Ce revirement de situation s’explique aisément. Premièrement, ce secteur certes dynamique reste fragile en termes de richesse créée et d’ancrage dans le paysage économique. Bien moins résistantes que nos entreprises du CAC 40, les start-ups sont les premières touchées à la moindre contraction économique. Ensuite, l’attitude des fonds de capital-risque, entraînant les entreprises dans une logique d'accroissement à tout prix, de dépenses excessives et d’exigence de rendement de leurs participations, conduit souvent à une prise de risque bien trop importante.

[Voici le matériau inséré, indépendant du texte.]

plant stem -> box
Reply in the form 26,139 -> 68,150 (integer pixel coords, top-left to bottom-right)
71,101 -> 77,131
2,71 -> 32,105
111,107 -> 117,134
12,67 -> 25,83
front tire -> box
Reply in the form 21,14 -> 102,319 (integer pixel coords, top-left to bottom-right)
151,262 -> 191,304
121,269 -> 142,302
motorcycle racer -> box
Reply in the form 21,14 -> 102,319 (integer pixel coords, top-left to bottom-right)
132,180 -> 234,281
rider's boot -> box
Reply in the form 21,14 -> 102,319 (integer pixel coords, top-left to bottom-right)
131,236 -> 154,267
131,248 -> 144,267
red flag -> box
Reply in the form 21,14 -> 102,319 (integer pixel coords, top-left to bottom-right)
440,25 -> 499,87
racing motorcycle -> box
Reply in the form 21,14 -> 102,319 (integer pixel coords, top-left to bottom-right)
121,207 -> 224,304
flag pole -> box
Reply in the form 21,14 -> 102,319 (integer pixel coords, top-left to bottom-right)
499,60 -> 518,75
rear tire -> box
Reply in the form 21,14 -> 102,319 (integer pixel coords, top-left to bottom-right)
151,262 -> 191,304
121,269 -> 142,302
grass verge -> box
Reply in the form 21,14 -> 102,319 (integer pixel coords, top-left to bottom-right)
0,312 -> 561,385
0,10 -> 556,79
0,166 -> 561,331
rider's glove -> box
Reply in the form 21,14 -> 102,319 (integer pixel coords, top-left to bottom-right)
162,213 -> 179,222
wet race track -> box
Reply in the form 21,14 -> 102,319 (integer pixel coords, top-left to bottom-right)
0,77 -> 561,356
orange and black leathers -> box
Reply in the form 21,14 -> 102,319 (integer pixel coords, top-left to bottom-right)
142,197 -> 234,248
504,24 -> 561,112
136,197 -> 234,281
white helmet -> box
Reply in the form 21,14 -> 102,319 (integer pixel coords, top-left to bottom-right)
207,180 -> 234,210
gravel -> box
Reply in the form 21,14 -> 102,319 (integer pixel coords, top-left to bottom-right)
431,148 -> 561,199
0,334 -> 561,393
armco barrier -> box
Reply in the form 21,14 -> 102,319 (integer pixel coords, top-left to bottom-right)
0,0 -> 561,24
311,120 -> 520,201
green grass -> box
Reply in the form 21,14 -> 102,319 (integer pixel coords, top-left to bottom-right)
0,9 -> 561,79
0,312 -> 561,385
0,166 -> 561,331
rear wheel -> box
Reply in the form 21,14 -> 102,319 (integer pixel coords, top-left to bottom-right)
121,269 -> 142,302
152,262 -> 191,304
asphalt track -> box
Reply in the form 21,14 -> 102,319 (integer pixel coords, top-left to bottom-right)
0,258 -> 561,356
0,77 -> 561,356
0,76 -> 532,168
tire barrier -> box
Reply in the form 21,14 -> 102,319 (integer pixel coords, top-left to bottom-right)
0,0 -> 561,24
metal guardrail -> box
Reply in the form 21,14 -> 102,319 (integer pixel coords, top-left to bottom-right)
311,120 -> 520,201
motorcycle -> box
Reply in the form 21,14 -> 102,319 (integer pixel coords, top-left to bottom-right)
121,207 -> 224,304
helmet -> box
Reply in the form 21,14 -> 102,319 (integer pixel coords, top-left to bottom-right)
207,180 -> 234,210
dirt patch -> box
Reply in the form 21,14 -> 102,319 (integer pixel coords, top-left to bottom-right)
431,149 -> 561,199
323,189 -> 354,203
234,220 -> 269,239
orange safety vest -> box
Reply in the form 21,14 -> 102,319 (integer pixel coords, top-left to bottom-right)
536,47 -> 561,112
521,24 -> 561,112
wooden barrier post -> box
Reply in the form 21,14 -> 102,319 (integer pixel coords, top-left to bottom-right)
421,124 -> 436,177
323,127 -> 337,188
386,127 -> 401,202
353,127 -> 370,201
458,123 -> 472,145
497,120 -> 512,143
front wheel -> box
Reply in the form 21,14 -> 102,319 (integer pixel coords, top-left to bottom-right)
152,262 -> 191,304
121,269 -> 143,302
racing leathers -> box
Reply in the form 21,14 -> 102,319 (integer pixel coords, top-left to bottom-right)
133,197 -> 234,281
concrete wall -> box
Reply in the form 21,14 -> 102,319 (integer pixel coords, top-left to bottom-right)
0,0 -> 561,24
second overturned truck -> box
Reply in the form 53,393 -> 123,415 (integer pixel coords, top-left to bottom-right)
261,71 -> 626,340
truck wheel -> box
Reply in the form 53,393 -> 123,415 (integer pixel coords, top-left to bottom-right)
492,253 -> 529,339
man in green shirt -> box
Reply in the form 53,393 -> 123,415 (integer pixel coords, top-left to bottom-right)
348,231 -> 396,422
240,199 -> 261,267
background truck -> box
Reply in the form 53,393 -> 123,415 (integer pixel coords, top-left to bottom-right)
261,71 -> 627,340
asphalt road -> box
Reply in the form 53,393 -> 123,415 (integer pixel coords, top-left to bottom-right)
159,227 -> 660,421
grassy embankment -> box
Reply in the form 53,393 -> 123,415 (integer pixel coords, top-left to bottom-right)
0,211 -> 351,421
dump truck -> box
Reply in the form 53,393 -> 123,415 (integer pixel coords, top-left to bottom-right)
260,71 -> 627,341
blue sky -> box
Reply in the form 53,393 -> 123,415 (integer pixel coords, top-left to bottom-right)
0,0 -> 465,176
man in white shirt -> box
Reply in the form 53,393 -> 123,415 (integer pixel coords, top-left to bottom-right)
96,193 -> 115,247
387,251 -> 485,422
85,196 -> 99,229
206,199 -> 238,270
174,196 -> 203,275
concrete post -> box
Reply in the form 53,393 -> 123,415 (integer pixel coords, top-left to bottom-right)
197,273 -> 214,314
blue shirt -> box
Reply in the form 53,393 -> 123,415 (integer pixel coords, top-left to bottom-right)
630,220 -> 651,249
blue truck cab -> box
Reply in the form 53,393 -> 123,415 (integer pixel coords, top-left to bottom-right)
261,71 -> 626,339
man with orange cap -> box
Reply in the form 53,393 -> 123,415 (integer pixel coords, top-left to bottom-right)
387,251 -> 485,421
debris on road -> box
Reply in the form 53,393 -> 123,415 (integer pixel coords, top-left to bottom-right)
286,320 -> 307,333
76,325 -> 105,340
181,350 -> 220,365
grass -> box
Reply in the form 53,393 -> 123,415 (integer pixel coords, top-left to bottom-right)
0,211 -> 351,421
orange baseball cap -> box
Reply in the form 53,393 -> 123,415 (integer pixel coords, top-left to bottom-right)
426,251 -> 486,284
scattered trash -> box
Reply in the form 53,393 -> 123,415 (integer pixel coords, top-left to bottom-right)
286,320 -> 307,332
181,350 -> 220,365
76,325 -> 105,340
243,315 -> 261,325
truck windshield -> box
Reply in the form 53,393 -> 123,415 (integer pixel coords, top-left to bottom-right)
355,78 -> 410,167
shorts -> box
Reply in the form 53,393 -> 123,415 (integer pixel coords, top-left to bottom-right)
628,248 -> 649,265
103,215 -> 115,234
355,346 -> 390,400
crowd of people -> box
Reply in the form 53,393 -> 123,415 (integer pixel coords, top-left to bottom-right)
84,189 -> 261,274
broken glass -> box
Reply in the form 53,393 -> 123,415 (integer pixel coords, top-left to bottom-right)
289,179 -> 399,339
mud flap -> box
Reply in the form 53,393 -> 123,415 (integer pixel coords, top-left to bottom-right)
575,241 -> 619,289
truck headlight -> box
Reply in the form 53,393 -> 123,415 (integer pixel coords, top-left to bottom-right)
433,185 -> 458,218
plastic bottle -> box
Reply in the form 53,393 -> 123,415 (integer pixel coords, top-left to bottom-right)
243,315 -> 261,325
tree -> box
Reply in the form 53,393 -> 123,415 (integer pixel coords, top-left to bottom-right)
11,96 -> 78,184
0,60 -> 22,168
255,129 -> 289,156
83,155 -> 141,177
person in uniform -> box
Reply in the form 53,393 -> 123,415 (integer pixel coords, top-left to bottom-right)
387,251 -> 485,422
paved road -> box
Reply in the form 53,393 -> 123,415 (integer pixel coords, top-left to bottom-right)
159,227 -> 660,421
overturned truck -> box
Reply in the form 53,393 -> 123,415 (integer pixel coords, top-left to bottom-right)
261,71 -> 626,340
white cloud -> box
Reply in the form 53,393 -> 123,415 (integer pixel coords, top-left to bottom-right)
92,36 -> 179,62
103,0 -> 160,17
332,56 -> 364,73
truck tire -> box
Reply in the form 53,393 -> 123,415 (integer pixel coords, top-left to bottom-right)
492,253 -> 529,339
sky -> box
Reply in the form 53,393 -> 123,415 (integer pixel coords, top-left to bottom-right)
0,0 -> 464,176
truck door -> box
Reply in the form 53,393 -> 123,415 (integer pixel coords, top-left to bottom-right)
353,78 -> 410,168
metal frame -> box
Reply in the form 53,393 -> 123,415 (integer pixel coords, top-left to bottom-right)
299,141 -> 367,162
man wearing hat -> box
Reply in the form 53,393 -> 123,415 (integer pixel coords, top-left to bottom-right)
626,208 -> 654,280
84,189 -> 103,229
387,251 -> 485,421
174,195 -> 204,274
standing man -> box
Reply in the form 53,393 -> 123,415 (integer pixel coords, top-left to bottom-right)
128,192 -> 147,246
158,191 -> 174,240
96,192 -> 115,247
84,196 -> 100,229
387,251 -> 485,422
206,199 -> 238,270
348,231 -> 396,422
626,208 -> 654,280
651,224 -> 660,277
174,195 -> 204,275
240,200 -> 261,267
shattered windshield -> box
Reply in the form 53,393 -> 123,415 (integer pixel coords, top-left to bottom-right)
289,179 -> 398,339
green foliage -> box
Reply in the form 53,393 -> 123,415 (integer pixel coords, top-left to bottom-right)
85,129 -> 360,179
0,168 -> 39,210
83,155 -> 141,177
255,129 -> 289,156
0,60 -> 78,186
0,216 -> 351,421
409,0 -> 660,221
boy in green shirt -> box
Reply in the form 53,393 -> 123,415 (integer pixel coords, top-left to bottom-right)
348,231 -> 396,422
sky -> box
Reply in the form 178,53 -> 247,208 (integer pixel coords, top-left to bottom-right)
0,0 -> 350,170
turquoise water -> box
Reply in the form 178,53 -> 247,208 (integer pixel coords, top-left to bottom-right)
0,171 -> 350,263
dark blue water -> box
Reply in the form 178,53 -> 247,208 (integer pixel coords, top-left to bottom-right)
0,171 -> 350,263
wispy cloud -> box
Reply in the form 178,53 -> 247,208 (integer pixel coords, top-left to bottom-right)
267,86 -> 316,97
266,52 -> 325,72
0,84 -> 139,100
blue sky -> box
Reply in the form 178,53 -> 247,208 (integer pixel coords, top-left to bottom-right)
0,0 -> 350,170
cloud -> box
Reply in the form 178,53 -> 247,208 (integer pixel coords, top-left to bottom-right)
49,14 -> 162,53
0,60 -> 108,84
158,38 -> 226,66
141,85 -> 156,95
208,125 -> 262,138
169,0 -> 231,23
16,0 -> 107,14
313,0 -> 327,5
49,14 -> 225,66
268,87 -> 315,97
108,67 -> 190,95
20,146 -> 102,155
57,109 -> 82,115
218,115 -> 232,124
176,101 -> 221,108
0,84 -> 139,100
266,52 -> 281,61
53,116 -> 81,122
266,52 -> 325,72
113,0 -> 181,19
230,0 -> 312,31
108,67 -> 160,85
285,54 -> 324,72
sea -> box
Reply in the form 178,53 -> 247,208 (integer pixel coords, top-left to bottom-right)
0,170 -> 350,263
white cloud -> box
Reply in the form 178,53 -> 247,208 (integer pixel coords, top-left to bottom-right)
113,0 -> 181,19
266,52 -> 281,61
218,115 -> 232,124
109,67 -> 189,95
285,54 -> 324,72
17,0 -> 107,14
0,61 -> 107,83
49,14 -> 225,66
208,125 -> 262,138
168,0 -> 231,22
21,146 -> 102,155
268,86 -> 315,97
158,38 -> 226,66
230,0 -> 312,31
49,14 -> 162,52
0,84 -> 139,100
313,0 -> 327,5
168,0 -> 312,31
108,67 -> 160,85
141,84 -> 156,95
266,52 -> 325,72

Enfin, face à une dette bancaire abyssale, contractée dans un contexte de taux d'intérêts très avantageux, les entrepreneurs peuvent rencontrer des difficultés à honorer leurs obligations.


S’ajoutent à ces difficultés un fort enjeu de conformité réglementaire. En effet, les dispositifs législatifs s'accumulent dans le monde de la tech - à l’instar du DSA (Digital Services Act) et du DMA (Digital Markets Act) - et prochainement des dispositions dans les domaines de l’IA et de la donnée. A ce titre, fin 2022, Hugo Weber, directeur des affaires publiques de l’entreprise Mirakl, dans une tribune publiée dans « Les Echos » tirait déjà la sonnette d’alarme : « Les start-up européennes sont confrontées à une inflation réglementaire dont il sera difficile de sortir indemne », appelant ainsi les start-ups à se doter d'une fonction “affaires publiques”.

"Face aux critiques récurrentes d’une France irréformable, manquant de réussite et d’ambition, les acteurs de la tech française ont su rivaliser avec les grands."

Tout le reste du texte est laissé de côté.